1) For Jewish Israelis, Palestinian Israelis, and West Bank Palestinians, does having a growth mindset promote conciliation instead of hatred of the other group in which they are in conflict? The answer, according to Dweck’s research led by Eran Halperin, is yes; those with a growth mindset had a more favorable impression of the other group and were also 70% more likely to interact in a conciliatory manner than those with a fixed mindset. This suggests a growth mindset is likely to lead to conflict resolution. What is encouraging is that these results came from merely priming the research participants by having them read either a fixed mindset article or a growth mindset article. Lesson 1: Negative attitudes are not so permanent after all.
2) Do adolescents’ mindsets about bullying breed aggression in victims? Yes, in studies among Finnish and American adolescents, victims of bullying felt more shame which fueled more hatred which led to more thoughts of revenge. So could a growth oriented mindset be instilled to help reduce aggression? Yes, through a six-session intervention in a school with a high rate of aggression students learned about their brain, how the brain controls thoughts and feelings, and practiced how these can be changed. After the intervention they were 40% less likely to retaliate and three times as likely to offer prosocial behaviors by being kind. This change in behavior was recorded even after several months. In comparison, an intervention successful with pre-adolescents that taught coping skills but not mindsets was not successful with adolescents. Lesson 2: Negative behaviors such as aggression are not permanent but need to be dealt with differently as people age and develop mindsets that perpetuate certain behaviors.

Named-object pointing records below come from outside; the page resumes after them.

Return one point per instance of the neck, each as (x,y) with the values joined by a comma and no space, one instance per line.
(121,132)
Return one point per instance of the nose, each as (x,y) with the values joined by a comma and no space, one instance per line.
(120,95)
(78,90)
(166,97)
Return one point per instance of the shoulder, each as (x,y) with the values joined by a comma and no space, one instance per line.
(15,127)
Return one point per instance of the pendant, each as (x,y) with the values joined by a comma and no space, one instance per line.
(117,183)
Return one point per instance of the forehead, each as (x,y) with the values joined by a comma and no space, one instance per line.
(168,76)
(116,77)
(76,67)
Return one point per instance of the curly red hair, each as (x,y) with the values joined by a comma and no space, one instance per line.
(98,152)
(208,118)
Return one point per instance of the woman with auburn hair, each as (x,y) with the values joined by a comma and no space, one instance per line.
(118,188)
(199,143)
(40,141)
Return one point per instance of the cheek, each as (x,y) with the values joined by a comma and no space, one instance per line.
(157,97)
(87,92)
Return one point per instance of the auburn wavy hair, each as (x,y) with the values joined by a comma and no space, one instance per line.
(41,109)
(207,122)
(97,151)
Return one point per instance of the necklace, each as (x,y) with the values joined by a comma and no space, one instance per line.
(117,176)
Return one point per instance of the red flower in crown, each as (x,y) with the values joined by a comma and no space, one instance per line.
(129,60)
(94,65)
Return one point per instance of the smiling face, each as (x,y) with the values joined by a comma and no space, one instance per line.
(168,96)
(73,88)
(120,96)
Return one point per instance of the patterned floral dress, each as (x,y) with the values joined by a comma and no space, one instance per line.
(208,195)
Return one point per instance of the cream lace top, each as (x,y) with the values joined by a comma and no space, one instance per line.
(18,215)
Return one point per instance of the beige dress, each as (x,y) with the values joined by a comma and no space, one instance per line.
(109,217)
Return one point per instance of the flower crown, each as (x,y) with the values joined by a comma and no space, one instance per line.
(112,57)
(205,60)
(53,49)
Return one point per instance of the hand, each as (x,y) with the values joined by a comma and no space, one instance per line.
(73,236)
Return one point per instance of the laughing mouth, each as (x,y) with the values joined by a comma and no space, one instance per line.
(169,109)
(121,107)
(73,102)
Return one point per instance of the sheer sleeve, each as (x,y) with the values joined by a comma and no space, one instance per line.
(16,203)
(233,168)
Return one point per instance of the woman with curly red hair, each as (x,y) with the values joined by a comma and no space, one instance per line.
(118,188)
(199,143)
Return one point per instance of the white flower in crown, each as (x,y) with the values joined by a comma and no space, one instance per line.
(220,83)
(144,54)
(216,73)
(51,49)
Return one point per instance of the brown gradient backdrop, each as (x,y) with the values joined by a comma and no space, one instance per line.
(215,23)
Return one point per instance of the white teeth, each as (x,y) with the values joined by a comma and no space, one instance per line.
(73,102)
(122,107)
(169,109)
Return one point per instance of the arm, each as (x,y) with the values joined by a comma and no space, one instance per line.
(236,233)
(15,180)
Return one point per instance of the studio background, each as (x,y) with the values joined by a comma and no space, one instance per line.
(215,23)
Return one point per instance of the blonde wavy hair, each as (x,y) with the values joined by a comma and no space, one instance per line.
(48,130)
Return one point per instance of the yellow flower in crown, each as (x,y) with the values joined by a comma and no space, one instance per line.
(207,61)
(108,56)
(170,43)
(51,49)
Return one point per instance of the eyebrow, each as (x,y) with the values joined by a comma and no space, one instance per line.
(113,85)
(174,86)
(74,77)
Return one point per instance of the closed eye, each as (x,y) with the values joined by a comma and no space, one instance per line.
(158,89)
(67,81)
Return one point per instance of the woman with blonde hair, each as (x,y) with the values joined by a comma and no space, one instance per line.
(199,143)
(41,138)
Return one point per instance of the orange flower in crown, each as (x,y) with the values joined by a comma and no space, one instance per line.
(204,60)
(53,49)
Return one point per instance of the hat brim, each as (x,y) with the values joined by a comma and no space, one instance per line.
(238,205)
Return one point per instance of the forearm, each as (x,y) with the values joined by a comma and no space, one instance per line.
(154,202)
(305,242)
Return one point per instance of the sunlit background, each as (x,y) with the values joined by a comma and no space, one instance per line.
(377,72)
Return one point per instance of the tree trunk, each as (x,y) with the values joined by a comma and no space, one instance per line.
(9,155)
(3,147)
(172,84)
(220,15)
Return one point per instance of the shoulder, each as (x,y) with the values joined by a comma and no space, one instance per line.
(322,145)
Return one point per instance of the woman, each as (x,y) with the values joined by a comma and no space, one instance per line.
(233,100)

3) If racial prejudice were eradicated would race relations flourish? Probably not. In studies of cross-race interactions, fixed mindset people showed more anxiety and less friendliness regardless of their level of explicit or implicit prejudice. Dweck calls this: prejudice without “prejudice.” In fact, there is evidence that certain policies and practices unintentionally reinforce the idea that prejudice is fixed. For example, by mandating sensitivity training, organizations may be reinforcing that everyone is prejudiced rather than the idea that prejudice is malleable over time and across persons. Similarly, by focusing on the idea of color blindness, people believe that prejudice is fixed as well. Lesson 3: Focusing on the malleability of prejudice makes prejudice-reducing interventions more effective.
4) Is our willpower scarce and easily depleted? Yes say many studies. However, Dweck and Veronika Job conducted several studies that suggests that willpower is “mindset over matter.” In other words, those who believe they have limited willpower are limited and those that believe they are not limited are not. Lesson 4: Our minds are powerful and can create self-fulfilling consequences.
Through Carol Dweck’s research we know that we have a greater capacity for growth and development than we knew before in the areas of conflict resolution, chronic aggresion, race relations, and strengthening willpower. If we can better understand how to create the conditions that activate the growth mindset, the more likely we are to fulfill our human potential. My interest in Dweck’s work is this mechanism of the growth mindset that may help us understand how organizations, in which we spend most of our waking adult lives, may create practices and a culture that can help their members reach their potential and in the process help their organizations create value for all their stakeholders. I will be sharing more of my thoughts on this in the future. If you would like to share your thoughts please let me know.